Anonymous B joined in and replied with this 2 years ago, 40 minutes later[^][v]#1,273,964
Listen, my friend, let me break it down for you. The reason we don't fly off the spinning earth is because it moves smoothly and gravity keeps everything in place. Just like when you're cruising in a car at 60 miles per hour, you don't feel the movement. Same thing here. The strong gravity holds onto the atmosphere and us, so we don't go floating into space. It's actually pretty fascinating when you think about it! So, there you have it - rotation smoothness and gravity, that's why we don't feel like we're spinning. You gotta understand a bit of physics to really appreciate it! Capisce?
Anonymous C joined in and replied with this 2 years ago, 9 hours later, 10 hours after the original post[^][v]#1,273,999
The first two are examples of acceleration, which happens when something goes from a slow speed to a high speed. But as the rotation of the earth is consistent, we don't feel acceleration. If the earth was suddenly to stop spinning, we would be thrown sideways at 800 miles per hour and get turned into mush.
Anonymous F joined in and replied with this 2 years ago, 1 day later, 1 day after the original post[^][v]#1,274,143
@1,273,999 (C) > The first two are examples of acceleration, which happens when something goes from a slow speed to a high speed.
Yes, but no. There is a force of acceleration going from slow to high speed. A change of speed requires a change in acceleration. That is correct.
BUT a change in acceleration does not require a change in speed! Changing direction also requires acceleration. This acceleration, that is required for any object to maintain circular orbit, is supplied by something called a centripetal force. The centripetal force that keeps us on earth is gravity. On the amusement park ride Svet posted, it is supplied by the chains connected to the seats. And on the merry go round it's the bars that you hold on to. This force doesn't (Can't) go away once the ride is spun up to the final speed. It's not what happening in Svet's pictures (that it's simply spinning up or down in speed).
> If the earth was suddenly to stop spinning, we would be thrown sideways at 800 miles per hour and get turned into mush.
I think that's right. I think we'd be thrown along the surface of the earth, as if we suddenly accelerated whatever km/s it is where we are based on our distance from the north/south pole. I don't think we'd be thrown into space unless we're imagining gravity also disappears at that time.
@1,273,964 (B) > Listen, my friend, let me break it down for you. The reason we don't fly off the spinning earth is because it moves smoothly and gravity keeps everything in place. Just like when you're cruising in a car at 60 miles per hour, you don't feel the movement. Same thing here.
I think that's pretty spot on. ALthough to be pedantic, I don't think the car analogy perfectly fits. Going straight at 60 mph you're not accelerating at all. But being held on earth, it's more like all the net forces sum to zero. Gravity providing the centripetal (and then some), then the ground providing the "and then some" balance left over in the opposite direction. That's not really the case of a car (in space, without air, going in a perfectly straight path with a spherical elephant driving it infinitely far from any other gravitating bodies), where there are truly zero forces.
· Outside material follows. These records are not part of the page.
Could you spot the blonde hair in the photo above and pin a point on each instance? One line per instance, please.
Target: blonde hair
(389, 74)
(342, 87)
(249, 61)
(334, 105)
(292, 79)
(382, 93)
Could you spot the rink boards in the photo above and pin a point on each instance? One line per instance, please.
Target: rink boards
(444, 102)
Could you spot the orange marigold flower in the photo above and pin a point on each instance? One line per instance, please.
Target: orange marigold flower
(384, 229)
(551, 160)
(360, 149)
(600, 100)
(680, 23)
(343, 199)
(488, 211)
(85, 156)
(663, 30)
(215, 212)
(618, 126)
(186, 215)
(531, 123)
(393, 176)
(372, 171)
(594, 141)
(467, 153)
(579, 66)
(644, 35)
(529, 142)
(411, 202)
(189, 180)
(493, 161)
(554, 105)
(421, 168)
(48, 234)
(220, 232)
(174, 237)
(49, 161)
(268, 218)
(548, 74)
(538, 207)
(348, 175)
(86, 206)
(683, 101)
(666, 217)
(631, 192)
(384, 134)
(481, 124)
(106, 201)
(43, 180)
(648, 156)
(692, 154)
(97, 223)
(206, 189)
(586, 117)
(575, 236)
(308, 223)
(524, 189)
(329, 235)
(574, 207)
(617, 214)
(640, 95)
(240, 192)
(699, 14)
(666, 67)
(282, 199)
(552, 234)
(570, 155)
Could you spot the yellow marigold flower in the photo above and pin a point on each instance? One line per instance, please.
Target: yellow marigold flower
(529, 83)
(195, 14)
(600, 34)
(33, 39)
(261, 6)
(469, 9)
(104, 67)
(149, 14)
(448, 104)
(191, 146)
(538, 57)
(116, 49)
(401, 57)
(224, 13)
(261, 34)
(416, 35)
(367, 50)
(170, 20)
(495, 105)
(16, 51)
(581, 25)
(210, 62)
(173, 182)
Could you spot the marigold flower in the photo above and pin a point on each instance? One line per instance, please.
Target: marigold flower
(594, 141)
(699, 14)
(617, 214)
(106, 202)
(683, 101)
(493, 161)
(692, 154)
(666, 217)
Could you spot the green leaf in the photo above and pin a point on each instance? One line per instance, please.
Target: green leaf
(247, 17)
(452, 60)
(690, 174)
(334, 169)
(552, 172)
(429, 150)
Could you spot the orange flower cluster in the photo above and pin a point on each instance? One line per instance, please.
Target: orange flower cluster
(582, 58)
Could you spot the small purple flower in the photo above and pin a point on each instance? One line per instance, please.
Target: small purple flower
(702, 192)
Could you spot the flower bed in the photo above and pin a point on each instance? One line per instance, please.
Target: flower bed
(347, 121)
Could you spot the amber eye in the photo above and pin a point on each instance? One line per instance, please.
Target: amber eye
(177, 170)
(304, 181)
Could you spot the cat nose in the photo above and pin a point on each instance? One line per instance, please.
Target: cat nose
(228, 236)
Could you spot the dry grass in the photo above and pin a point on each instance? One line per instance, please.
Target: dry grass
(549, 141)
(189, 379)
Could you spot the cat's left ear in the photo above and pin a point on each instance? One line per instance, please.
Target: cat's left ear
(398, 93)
Although GR is a whole different animal where we are VERY MUCH accelerating by simply sitting still on earth. Our clocks run slower and we experience all otherwise indistinguishable effects from accelerating through space at 9.8 m/s2
But inertia alone isn't enough. It's not like spinning a ball in space where it'll keep spinning forever due to rotational inertia. I think that works out because it's spinning around its own center of mass (individual particles pushing and pulling each other to change their directions and then balancing each other out in turn). But that's not what we're doing here on earth since we're rotating about the earth's center of mass, not our own.
Let's not even get started on quantum spin states. There's something very strange going on there. I feel like physics just hasn't gotten to the bottom of it all.
This weirdness with rotating frames (rotating with respect to what? the fixed stars?) led to Mach's principle that then led to general relativity. Although general relativity still treats rotation as still something of a special thing, and arguably doesn't address some of the core questions raised by Mach's (vague) principle.